CHAPTER XIX. WAR AS IT ISN'T
THREE of us, correspondents, had gone up with a division of ours that was taking over one of the Picardy sectors. The French, moved out by degrees as we by degrees moved in. On the night when we actually came into the front lines two of us slept—or tried to—in a house of a village perhaps a mile and a half behind the forward trenches. The third man went on perhaps a half mile nearer the trouble zone with a battalion of an infantry regiment that on the morrow would relieve some sorely battered poilus in the trenches. It is with an experience of this third man I now mean to deal.
He found lodgment in a château on the outskirts of a village the name of which does not matter—and probably never will matter again, seeing that it fairly was blasted out of the earth by its foundations the next time the Germans attempted to resume their advance toward the Channel. As for the château, which likewise must be quite gone by now, it was more of a château than some of the buildings that go by this high-sounding title in the edges of Normandy.
A château may mean a veritable castle of a place, with towers upon it and a moat and gardens and terraces and trout ponds round about it. Then again on the other hand it may mean merely a sizable private residence, standing somewhat aloof in its own plot from the close-huddled clustering of lesser folks' cottages that make up the town proper. The term is almost as elastic in its classifications as the word estate is in America. In this instance, though, the château was a structure of some pretensions and much consequence. Rather, it had been when its owner fled before the great spring advance, leaving behind him all that he owned except a few portable belongings. The neighbours had run away, too, and for months now the only tenants of the vicinity had been troops.
French officers and a few American officers were occupying the château. Every room and every hallway was crowded already, but space for the correspondent to spread down his bedding roll was provided in an inner chamber on the second floor. At two o'clock in the morning, by consent of the divisional commander, he was going out into the debatable land between the trenches with a wire-mending party. There is always a chance that a wire party will bump into a squad of enemies on the prowl or surprise a raiding outfit from Fritzie's trenches, and then there are doings to ensue.
Two o'clock was four hours off and the special guest hoped to get a little sleep in the 'tween times. It was a vain hope, because, to judge by their behaviour, the Germans had found out a relief division was on its way in.

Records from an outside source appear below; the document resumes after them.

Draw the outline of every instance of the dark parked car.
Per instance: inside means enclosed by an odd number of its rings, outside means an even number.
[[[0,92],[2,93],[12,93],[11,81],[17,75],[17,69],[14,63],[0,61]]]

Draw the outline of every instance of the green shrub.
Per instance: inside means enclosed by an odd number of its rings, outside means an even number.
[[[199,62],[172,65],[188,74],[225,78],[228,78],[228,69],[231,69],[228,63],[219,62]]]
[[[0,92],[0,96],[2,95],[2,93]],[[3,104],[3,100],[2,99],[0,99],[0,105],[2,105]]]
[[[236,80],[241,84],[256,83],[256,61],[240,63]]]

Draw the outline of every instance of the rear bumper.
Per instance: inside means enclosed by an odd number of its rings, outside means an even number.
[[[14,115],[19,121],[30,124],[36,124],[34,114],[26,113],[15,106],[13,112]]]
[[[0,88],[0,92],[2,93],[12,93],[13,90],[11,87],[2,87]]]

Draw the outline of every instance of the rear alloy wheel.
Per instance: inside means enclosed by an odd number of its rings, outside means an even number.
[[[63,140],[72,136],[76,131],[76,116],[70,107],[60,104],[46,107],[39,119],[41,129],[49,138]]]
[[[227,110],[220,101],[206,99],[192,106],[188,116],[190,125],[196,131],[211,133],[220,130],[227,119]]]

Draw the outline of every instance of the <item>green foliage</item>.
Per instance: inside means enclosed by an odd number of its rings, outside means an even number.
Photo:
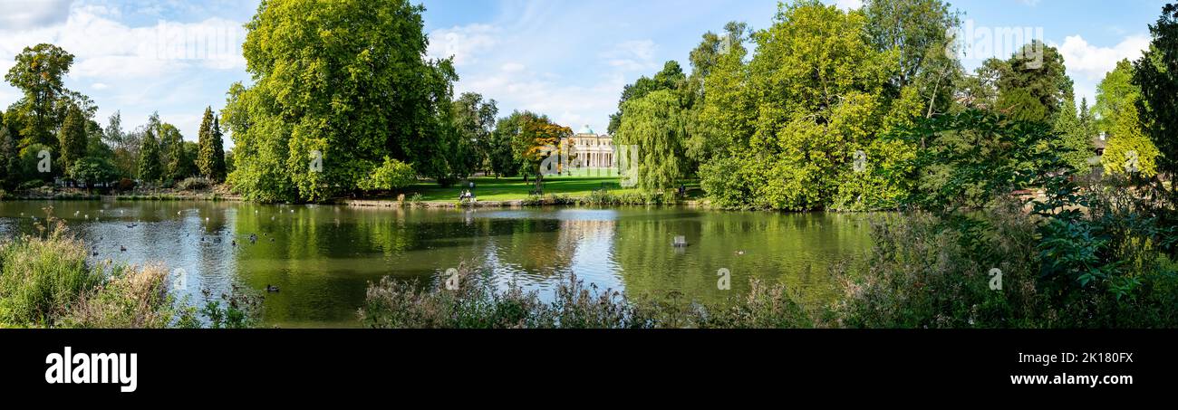
[[[8,132],[8,127],[0,123],[0,189],[12,190],[16,187],[21,177],[16,139]]]
[[[163,137],[160,146],[166,150],[166,154],[160,160],[164,164],[164,179],[181,180],[197,173],[197,165],[188,156],[184,135],[174,125],[163,124],[160,127]],[[166,141],[166,143],[164,143]]]
[[[446,279],[456,280],[457,289],[445,287]],[[561,280],[549,302],[518,286],[499,290],[481,270],[463,263],[452,278],[439,276],[426,286],[389,277],[369,284],[358,315],[365,328],[373,329],[813,326],[812,312],[792,296],[783,285],[754,282],[749,293],[729,306],[684,305],[670,297],[628,298],[614,290],[587,286],[574,276]]]
[[[609,117],[608,132],[615,134],[621,130],[627,101],[647,97],[647,94],[656,91],[679,91],[684,86],[686,81],[687,75],[683,74],[683,68],[680,67],[679,61],[670,60],[663,64],[663,70],[655,74],[654,78],[641,77],[634,84],[627,85],[622,88],[621,100],[617,101],[617,113]]]
[[[1160,153],[1141,125],[1137,108],[1140,98],[1141,88],[1133,84],[1133,66],[1129,60],[1117,62],[1117,68],[1097,85],[1094,110],[1108,135],[1100,163],[1107,172],[1129,173],[1133,167],[1144,177],[1158,172]]]
[[[212,107],[205,107],[198,135],[197,171],[213,181],[224,181],[226,176],[224,141],[220,121],[213,117]]]
[[[1076,105],[1072,79],[1055,47],[1033,40],[998,71],[995,110],[1013,119],[1052,124],[1065,104]]]
[[[450,60],[424,58],[422,12],[408,0],[263,1],[243,46],[252,85],[233,85],[221,115],[234,189],[325,200],[384,157],[449,174],[443,101],[457,75]],[[317,159],[322,172],[309,166]]]
[[[534,176],[536,189],[542,186],[541,164],[545,158],[560,154],[560,143],[573,137],[573,130],[557,125],[548,115],[531,112],[519,114],[518,128],[511,134],[511,154],[521,170]]]
[[[417,172],[413,171],[412,165],[385,157],[383,165],[372,170],[366,178],[360,180],[359,189],[388,191],[409,186],[416,180]]]
[[[105,283],[85,292],[61,318],[77,329],[199,328],[197,311],[168,295],[163,266],[114,269]]]
[[[845,279],[847,298],[839,309],[845,324],[1178,324],[1165,308],[1178,300],[1171,262],[1178,237],[1167,223],[1173,218],[1169,197],[1116,179],[1079,185],[1063,158],[1067,150],[1041,123],[967,111],[924,126],[932,132],[918,134],[942,135],[929,146],[946,147],[922,152],[918,161],[949,167],[931,185],[935,190],[914,198],[933,214],[906,213],[876,226],[872,256]],[[1046,198],[1005,200],[1011,197],[1004,193],[1019,184],[1041,186]],[[1146,194],[1131,194],[1134,190]],[[961,210],[969,203],[997,206]],[[1001,290],[991,287],[992,269],[1001,271]]]
[[[204,191],[213,186],[213,181],[205,177],[188,177],[176,184],[180,191]]]
[[[1133,84],[1141,91],[1137,100],[1145,134],[1160,151],[1158,171],[1178,172],[1178,4],[1162,8],[1150,25],[1153,41],[1133,64]]]
[[[1046,124],[979,110],[934,117],[893,137],[924,147],[914,158],[918,185],[906,203],[938,214],[982,207],[1028,185],[1035,172],[1045,172],[1046,152],[1065,150],[1053,145],[1058,138]]]
[[[58,131],[61,167],[65,170],[70,170],[75,161],[86,157],[86,119],[81,115],[78,107],[70,107],[70,113]]]
[[[701,186],[714,204],[812,210],[896,203],[905,172],[892,167],[911,150],[876,140],[880,130],[921,108],[912,104],[914,91],[906,104],[885,93],[899,70],[896,51],[876,49],[867,24],[860,12],[796,1],[754,34],[750,62],[743,65],[742,46],[720,59],[704,81],[703,133],[690,144],[728,157],[701,160]],[[871,174],[856,174],[860,151]]]
[[[960,13],[941,0],[871,0],[865,2],[867,32],[876,49],[896,55],[898,71],[887,93],[911,93],[919,100],[921,117],[949,110],[953,82],[962,78],[961,66],[946,54],[949,34],[961,21]]]
[[[53,326],[60,315],[102,280],[86,265],[86,247],[49,219],[45,237],[0,243],[0,324]]]
[[[210,295],[206,292],[205,298]],[[209,319],[210,329],[250,329],[262,320],[263,297],[254,291],[234,285],[231,293],[221,293],[220,300],[209,300],[200,309]]]
[[[628,100],[622,106],[617,144],[637,146],[637,186],[646,192],[675,187],[687,168],[683,143],[687,140],[687,113],[679,97],[660,90]]]
[[[495,100],[483,101],[483,95],[463,93],[450,105],[450,121],[455,132],[452,146],[445,152],[451,172],[465,178],[490,166],[491,132],[499,108]]]
[[[151,184],[159,181],[164,176],[163,166],[159,163],[159,143],[155,134],[147,130],[143,137],[143,145],[139,146],[139,179]]]
[[[62,84],[73,60],[73,54],[51,44],[25,47],[16,54],[16,62],[5,74],[5,80],[24,93],[9,108],[20,117],[20,146],[57,146],[54,131],[62,125],[71,106],[88,105],[88,99],[71,92]]]
[[[86,186],[98,183],[110,183],[119,178],[119,171],[111,164],[110,159],[86,157],[74,163],[67,172],[73,178]]]

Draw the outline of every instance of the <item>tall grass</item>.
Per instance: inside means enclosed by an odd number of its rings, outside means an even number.
[[[0,324],[52,326],[79,297],[102,282],[86,264],[85,245],[54,219],[41,236],[0,244]]]
[[[46,209],[38,234],[0,242],[0,328],[200,328],[252,325],[256,309],[212,302],[205,309],[170,295],[167,270],[86,260],[85,243]],[[252,299],[251,299],[252,300]],[[252,304],[250,306],[256,306]],[[201,317],[201,315],[204,317]]]
[[[501,289],[472,264],[458,269],[456,289],[439,276],[429,284],[382,278],[370,284],[358,312],[365,328],[380,329],[659,329],[809,328],[815,312],[794,302],[783,285],[754,282],[750,292],[726,305],[631,299],[585,285],[570,276],[550,300],[519,286]],[[454,280],[454,279],[451,279]],[[454,287],[454,286],[451,286]]]
[[[193,308],[168,295],[163,266],[119,269],[106,283],[86,292],[60,320],[62,328],[165,329],[199,328]]]

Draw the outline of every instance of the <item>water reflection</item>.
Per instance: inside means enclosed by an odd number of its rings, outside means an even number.
[[[211,201],[5,201],[0,234],[33,232],[42,207],[94,246],[95,260],[184,269],[200,303],[234,283],[262,290],[279,326],[350,326],[369,282],[431,280],[462,260],[501,285],[541,291],[576,273],[631,295],[720,302],[752,277],[832,296],[827,267],[869,245],[863,216],[688,209],[401,210]],[[77,214],[77,216],[75,216]],[[251,242],[251,236],[256,240]],[[675,237],[688,246],[676,250]],[[123,251],[126,249],[126,251]],[[732,290],[716,272],[732,272]]]

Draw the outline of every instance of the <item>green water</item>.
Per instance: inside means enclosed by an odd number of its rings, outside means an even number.
[[[748,279],[808,300],[835,297],[828,267],[869,246],[868,216],[675,207],[399,210],[212,201],[0,201],[0,234],[33,232],[44,207],[66,219],[95,262],[159,262],[199,303],[233,284],[267,293],[267,325],[355,326],[369,282],[437,280],[462,260],[502,285],[550,292],[576,275],[630,295],[722,302]],[[250,242],[250,234],[258,237]],[[683,236],[689,246],[676,249]],[[236,242],[236,246],[234,243]],[[126,251],[120,250],[125,247]],[[727,269],[732,289],[717,289]],[[183,270],[183,273],[180,272]]]

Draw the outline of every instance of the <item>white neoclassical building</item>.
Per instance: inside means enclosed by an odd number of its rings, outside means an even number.
[[[598,135],[588,125],[570,138],[573,163],[582,168],[614,167],[614,137]]]

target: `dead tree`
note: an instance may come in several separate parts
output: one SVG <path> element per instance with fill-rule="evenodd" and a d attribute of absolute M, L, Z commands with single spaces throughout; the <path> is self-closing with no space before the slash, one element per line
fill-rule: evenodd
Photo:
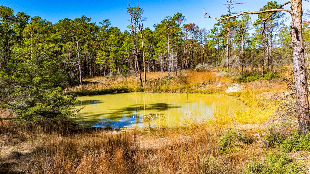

Since nightfall they had been shelling the back areas of the sector, and particularly the lines of communication, with might and main—and six-inch guns. For the most part the shells were passing entirely over and far beyond the château, but they made quite as much noise as though they had been dropping in the courtyard outside—more noise, as a matter of seeming, because the screech of a big shell in its flight overhead racks the eardrums as the crash of the explosion rarely does unless the explosion occurs within a few rods of one.
So for four hours or thereabouts our correspondent lay on his pallet, wide-eyed, and with every nerve in his body standing on end and wriggling. When the French liaison officer who had volunteered to escort him on the adventure rapped upon his door he was quite ready to start. He had taken off nothing except his trench helmet and his gas mask before turning in, anyhow.
“Walk very quietly, if you please,” bade the Frenchman, leading the way out, with a pocket flashlight in his hand.
Obeying the request the correspondent tiptoed along behind his guide. To get outdoors they passed through two other rooms and down a flight of stairs and along a hallway opening into the wrecked garden. In the beds that were in the rooms and upon blankets on the floors of the rooms and also in the hallway French officers were stretched, exhaling the heavy breaths of men who have worked hard and who need the rest they are taking. Only one man stirred, and that was downstairs as the pair who were departing picked their way between the double rows of sleepers. A loose plank creaked sharply under the weight of the American, and a man stirred in his coverlids and opened his eyes for a moment; and then, turning over, was off again almost instantly.